My Quest for 100% Uptime

As with any software that I run, I would sure love for it to just stay up and running all the time. It doesn’t always happen.

This is a post about my own personal quest to keep my server up and running for a prolonged period of time without it going down for some odd reason.

My current monitoring baseline:

  • Pingdom (free tier) Health checks every 5 mins
  • Load Balancer from AWS with Listeners on port 80 and 443
  • No AWS CloudWatch metrics or monitoring

My self hosted website and monitoring has evolved over the years in the following ways:

Stage 1: BeagleBoard

I decided to go this route for a number of reasons, but primarily because we were working with them at work back in 2013. I had become pretty familiar with our Beagleboard setup, and we seemed to be having great success hosting a small web application from it, so why not my personal website?

Big mistake – the board was plagued with memory issues, at the time it was running MySQL, WordPress, and Apache. The website went down so often it was only then when I decided to stand up monitoring and alerting based on when a simple ping failed.

Stage 2: AWS Server

Running your own server isn’t that great when you are constantly having to reboot it due to memory issues, and inconsistent performance when site attacks happened. So, I decided to jump ship and move everything up into the cloud midway through 2014. The instance types are now known as a t2 or m4 but when I first started I was just barely using a t2.nano and it was working great.

Towards the end of 2014 I started seeing new issues with the machine I was running and bumped the network and CPU up to a ‘t2.micro’ size, but the machine was great for my needs and the server load.

Stage 3: Hardening

I needed better monitoring, as the botnets from all over the world had somehow picked me as a great target for a classic XMLRPC WordPress exploit.

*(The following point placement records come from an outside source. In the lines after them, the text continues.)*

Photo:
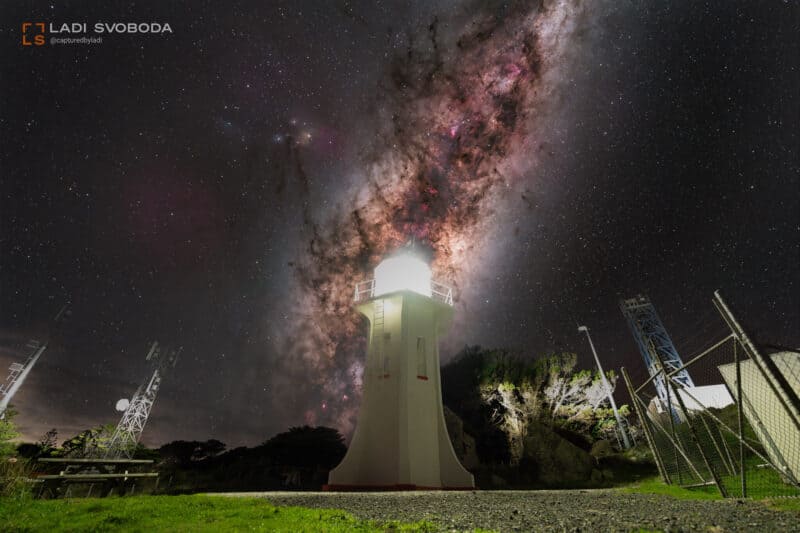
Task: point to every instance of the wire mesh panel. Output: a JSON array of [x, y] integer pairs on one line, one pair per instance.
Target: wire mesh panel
[[733, 431]]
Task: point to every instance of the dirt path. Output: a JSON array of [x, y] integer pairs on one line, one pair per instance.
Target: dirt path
[[563, 510]]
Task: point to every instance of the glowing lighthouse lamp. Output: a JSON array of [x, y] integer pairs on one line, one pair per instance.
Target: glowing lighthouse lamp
[[401, 440]]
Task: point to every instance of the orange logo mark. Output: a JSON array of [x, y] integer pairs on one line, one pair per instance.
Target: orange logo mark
[[38, 38]]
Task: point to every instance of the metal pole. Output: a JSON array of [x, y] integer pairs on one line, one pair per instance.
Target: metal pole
[[740, 417], [608, 389], [20, 379], [650, 439]]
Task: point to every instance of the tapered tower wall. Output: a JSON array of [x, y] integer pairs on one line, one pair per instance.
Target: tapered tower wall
[[401, 440]]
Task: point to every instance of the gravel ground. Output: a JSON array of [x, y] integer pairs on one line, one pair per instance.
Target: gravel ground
[[559, 510]]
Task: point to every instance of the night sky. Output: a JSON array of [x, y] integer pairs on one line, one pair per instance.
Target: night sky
[[222, 188]]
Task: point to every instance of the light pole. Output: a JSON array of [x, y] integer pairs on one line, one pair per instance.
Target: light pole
[[624, 433]]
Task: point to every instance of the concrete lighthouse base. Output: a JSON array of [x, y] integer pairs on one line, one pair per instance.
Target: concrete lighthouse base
[[401, 441]]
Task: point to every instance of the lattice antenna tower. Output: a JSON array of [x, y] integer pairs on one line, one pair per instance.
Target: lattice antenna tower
[[18, 372], [123, 442], [654, 342]]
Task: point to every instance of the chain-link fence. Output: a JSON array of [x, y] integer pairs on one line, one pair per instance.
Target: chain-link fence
[[737, 430]]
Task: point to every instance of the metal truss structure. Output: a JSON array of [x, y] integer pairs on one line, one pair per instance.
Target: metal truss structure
[[123, 442]]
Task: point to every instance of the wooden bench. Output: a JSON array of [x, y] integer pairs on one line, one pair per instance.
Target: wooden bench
[[103, 472]]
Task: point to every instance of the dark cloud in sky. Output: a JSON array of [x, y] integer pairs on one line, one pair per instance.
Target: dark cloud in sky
[[222, 188]]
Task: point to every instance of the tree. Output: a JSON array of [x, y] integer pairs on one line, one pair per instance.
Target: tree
[[87, 441], [48, 441], [306, 447]]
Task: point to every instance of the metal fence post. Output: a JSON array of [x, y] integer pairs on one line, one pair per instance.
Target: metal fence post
[[672, 388], [740, 417], [650, 439], [786, 396]]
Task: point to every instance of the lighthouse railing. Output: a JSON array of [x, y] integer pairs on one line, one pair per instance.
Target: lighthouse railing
[[441, 292], [365, 290]]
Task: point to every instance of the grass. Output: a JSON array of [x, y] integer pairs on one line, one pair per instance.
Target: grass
[[783, 504], [656, 486], [196, 513]]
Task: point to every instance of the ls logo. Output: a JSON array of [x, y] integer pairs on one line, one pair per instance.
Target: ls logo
[[34, 37]]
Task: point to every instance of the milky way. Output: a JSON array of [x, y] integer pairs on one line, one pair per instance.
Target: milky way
[[224, 187], [458, 109]]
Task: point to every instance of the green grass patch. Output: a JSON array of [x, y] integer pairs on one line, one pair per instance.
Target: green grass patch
[[783, 504], [196, 513]]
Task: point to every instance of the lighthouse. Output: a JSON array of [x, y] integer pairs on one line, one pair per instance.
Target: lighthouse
[[401, 440]]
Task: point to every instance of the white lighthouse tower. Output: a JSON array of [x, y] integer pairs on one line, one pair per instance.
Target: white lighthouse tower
[[401, 440]]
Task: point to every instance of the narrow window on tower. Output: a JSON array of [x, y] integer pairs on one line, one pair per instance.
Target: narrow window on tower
[[386, 362], [422, 359]]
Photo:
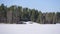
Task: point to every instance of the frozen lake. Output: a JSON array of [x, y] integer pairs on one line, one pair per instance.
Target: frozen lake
[[29, 29]]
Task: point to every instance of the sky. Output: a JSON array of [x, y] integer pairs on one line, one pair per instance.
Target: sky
[[41, 5]]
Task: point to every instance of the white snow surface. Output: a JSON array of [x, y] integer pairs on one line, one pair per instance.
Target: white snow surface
[[30, 28]]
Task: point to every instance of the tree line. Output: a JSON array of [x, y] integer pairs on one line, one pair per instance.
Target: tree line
[[14, 14]]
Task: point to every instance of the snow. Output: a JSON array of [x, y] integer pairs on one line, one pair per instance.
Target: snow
[[30, 28]]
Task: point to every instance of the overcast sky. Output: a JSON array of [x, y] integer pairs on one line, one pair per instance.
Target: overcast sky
[[42, 5]]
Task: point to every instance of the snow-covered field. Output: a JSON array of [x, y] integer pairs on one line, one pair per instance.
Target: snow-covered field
[[29, 28]]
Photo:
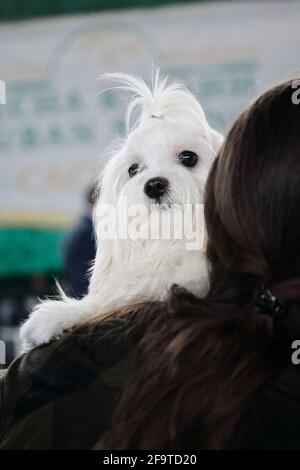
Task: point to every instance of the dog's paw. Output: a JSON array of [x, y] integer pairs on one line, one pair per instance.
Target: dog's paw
[[47, 322]]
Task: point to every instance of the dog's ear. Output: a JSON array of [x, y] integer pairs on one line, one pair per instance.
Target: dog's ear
[[217, 140]]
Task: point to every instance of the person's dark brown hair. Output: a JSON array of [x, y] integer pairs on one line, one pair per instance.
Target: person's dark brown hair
[[202, 361]]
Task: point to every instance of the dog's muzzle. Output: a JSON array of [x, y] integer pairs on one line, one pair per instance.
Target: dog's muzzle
[[156, 188]]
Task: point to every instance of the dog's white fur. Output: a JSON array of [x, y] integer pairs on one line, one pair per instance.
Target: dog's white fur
[[170, 120]]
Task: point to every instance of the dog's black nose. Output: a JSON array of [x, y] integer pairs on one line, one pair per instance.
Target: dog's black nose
[[156, 187]]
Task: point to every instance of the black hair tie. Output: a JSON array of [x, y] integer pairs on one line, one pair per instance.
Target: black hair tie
[[268, 304]]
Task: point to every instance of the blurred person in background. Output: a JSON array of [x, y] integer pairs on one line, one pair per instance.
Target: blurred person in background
[[190, 373], [79, 249]]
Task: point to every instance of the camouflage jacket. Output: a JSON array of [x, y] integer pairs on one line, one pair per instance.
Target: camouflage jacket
[[61, 395]]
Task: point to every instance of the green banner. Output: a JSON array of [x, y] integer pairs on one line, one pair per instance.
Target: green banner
[[28, 251]]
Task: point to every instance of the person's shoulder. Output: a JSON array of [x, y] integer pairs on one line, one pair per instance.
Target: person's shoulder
[[90, 365], [274, 418]]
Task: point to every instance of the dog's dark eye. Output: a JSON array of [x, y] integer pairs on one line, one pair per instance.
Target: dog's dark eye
[[188, 158], [133, 170]]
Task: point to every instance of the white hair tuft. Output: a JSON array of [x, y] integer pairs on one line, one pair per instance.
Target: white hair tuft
[[162, 100]]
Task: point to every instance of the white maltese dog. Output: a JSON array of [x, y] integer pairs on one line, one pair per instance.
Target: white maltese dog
[[152, 180]]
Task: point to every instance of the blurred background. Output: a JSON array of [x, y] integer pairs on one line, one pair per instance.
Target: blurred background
[[54, 127]]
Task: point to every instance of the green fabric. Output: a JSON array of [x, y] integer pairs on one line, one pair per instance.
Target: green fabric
[[62, 395], [26, 251], [19, 9]]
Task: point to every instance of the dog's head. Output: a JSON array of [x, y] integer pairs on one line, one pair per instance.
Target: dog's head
[[169, 149]]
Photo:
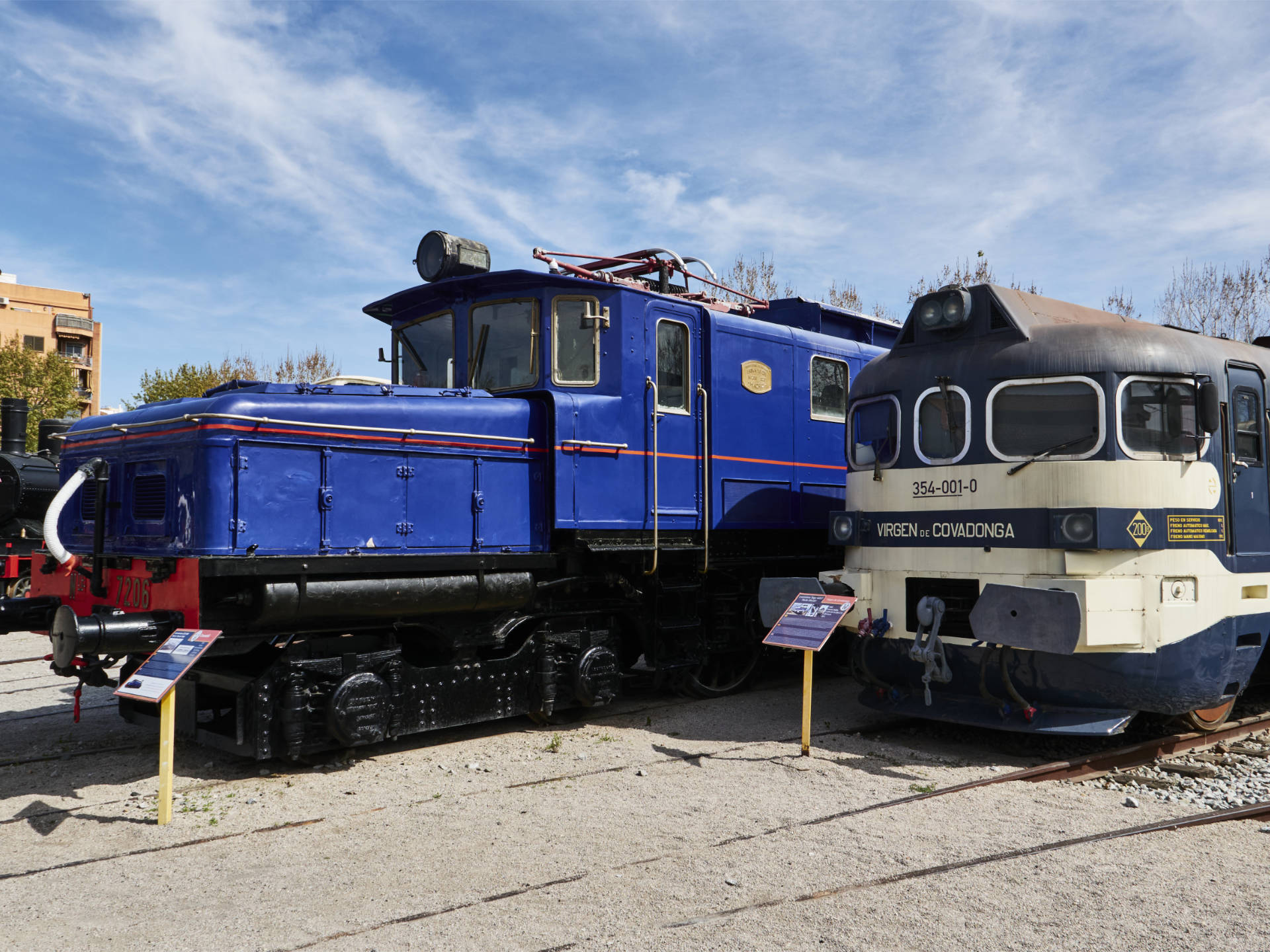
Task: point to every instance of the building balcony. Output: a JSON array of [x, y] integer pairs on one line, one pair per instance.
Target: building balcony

Luckily I had already mitigated that type of attack within my own setup, but the bots just kept coming. So I set real monitors up thanks to Pingdom, and also set up CloudFlare as a way to mitigate bot networks.

My mistake was assuming that a third party like CloudFlare actually was able to spot bot-like attacks, so yet again I had to find another pieces of software that could assist my in mitigating attacks even after they slipped through the cracks. This time, I installed Fail2ban and at any given point I could check the status of fail2ban and get 10 currently banned IPs.

There are a number of failure points at this stage of my setup:

  1. Legitimate attack on my website to take it down – These are probably the most annoying, but spam bots and other types of floods my server simply cannot handle. It isn’t going to use autoscaling to dynamically handle the load, it is just going to crash. Whether that is MySQL running out of memory, php crashing, or some other issue, it just needs to be kicked back online.
  2. Load Balancer health check for my server – This was absolutely the biggest pain I have ever experienced, and I don’t know why. I swear I must have been on faulty hardware, but my AWS Load Balancer would randomly act up and say my website was unavailable. When this happens, your machine is taken out of rotation, and you’ve got no more website online! I fought this load balancer for years and never could figure it out.

That takes us from around 2015 to mid 2017. Filled with lots of attacks, instability due to internal errors, and a bunch of learning around it.

Stage 4: Stabilization

This is actually where I sit right now, as I finally switched over to the Application Load Balancers from AWS. What do you know? the first full month I switched my uptime for my website went to 100%. In my opinion it is worth every penny to switch over. In more recent times the bot-net style attacks have subsided however that is only temporary I imagine.

I bumped up the server size as well to give me a bit of a buffer, and besides my own doings and faults over the past couple of months there have been no hardware/software related outages, which is awesome.

Summary

In reality these lessons are only learned when you have to face them yourself. Monitoring, alerting, and proper sizing of your servers can go a long way. On top of that, adding application level protections can give you a much better chance at keeping your website 100% online.

 Here is the graph comparing the percent uptime (left axis, blue) with the number of reported outages for my website (right axis, green). It is actually pretty funny as there was so much of 2015 where my site was largely in a stable spot. Last year in 2016 was largely focused on mitigating different styles of attacks trying to bring my server down, and this year was spent fighting odd issues with load balancers.

I have been pretty happy with both the monitoring/alerting functionalities I have chosen, as well as the continued stability improvements for just committing and paying a bit extra for some higher quality services.

As I look towards the future, I think about how I could host a static website on S3 for cheap, as well as using other serverless architectures like AWS Lambda or AWS ECS. Both have very different use cases but still help eliminate pain points of running your own hardware and infrastructure.

The quest for 100% uptime will always be something to work towards, but for now I think having a 96% average uptime across the years I have been tracking this statistic, with on average 10 outages (and around 1 full day) of downtime I don’t think is really that bad. Pretty sure back when I was in school a 96% was an A+…